Fue a sacar la leche de la nevera. Tenía la mano en el agarrador cuando oyó el timbre del portero automático. «Mierda —pensó—. La mujer del informático de al lado ha vuelto a dejarle fuera». Oprimió el pulsador que abría el portal y se disponía a volver a la cocina cuando oyó pasos en el descansillo y el timbre de su puerta. La abrió violentamente, con gesto de malhumor. Nina Wolfe estaba apoyada en el marco, con los brazos cruzados sobre el pecho, mirándole con aquella sonrisa, entre curiosa y burlona, que él había advertido durante la cena.
—¿Puede una chica cambiar de opinión?
Mucho después, cuando Nina se hubo marchado, Art observaba desde la cama cómo los dedos grises del amanecer empezaban su diaria inspección del dormitorio. El perfume de ella estaba en las sábanas, el aroma de su cuerpo prendido en sus dedos. Estaba cansado y triste. Solía ocurrirle después de noches como aquélla. ¿Era la melancolía que sigue al derroche de pasión?
Sonrió en la oscuridad y se dio la vuelta, como buscando nuevamente el abrazo de aquel delicado cuerpo. Era extraño cómo a veces aquello podía resultar tan mal, cómo las mutuas caricias de la pareja en busca del placer podían frustrarse por incomprensiones y pequeñas granujadas. Y cómo, otras veces, como ésta, dos desconocidos podían viajar sobre una ola de pasión con la pericia de un regatista. Se habían amado en silencio, con la instintiva sincronía de sus deseos, dos personas que durante una breve hora habían permanecido solas en una cumbre maravillosa.
Art cerró los ojos. El sueño llegaría con facilidad. ¿Cuándo volvería a verla? ¿Habría otra persona en su vida? Una vez o dos, durante un instante, hubo una sombra sobre ella. Bien, el tiempo lo diría. El amor, había dicho él con su acostumbrada autosuficiencia durante la cena, era un accidente en el camino de la vida. «¿Quién sabe? —se dijo riendo entre dientes—. A lo mejor esta noche me ha atropellado un coche».

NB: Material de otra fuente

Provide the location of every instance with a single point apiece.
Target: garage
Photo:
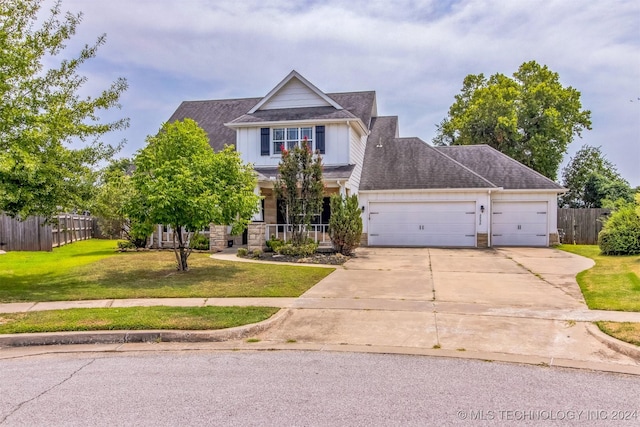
(519, 224)
(449, 224)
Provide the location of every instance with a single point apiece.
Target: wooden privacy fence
(580, 226)
(33, 234)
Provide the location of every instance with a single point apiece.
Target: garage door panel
(422, 224)
(519, 224)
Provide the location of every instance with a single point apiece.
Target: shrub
(305, 249)
(242, 252)
(274, 244)
(199, 242)
(257, 253)
(345, 224)
(621, 232)
(124, 245)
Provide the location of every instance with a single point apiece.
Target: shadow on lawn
(133, 280)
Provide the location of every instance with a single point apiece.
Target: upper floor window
(290, 137)
(273, 140)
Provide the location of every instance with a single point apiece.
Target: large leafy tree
(181, 182)
(530, 117)
(592, 180)
(299, 185)
(42, 114)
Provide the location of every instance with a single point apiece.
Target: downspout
(488, 219)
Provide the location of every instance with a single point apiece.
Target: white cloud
(413, 53)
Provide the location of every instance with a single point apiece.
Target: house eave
(361, 127)
(294, 74)
(535, 190)
(434, 190)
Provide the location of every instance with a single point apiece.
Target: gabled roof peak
(294, 75)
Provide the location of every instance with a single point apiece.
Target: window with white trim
(290, 137)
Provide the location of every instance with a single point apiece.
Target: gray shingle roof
(392, 163)
(360, 104)
(356, 105)
(498, 168)
(328, 172)
(212, 115)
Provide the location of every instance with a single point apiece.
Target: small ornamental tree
(299, 185)
(345, 224)
(181, 182)
(592, 181)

Naturalmente, aquella mañana salió de casa para ir a Langley con retraso. Abrió precipitadamente el buzón, sacando el consabido montón de folletos y una factura. La idea le acometió en el momento en que la puerta se cerraba a su espalda: ¿Cómo supo ella cuál era su apartamento si no conocía su verdadero nombre? Allí no vivía ningún Art Booth.
Aflojó el paso hasta casi pararse mientras lo pensaba. Pero en seguida comprendió lo sucedido. Fue el camarero del Jean Pierre’s que le llamó «señor Bennington» al llevarle el cigarro. Ella lo captó. Probablemente, la mitad de sus clientes, un poco avergonzados de consultar a una hipnoterapeuta, le daban un nombre falso. Reanudó la marcha hacia su Volvo con paso otra vez rápido y elástico.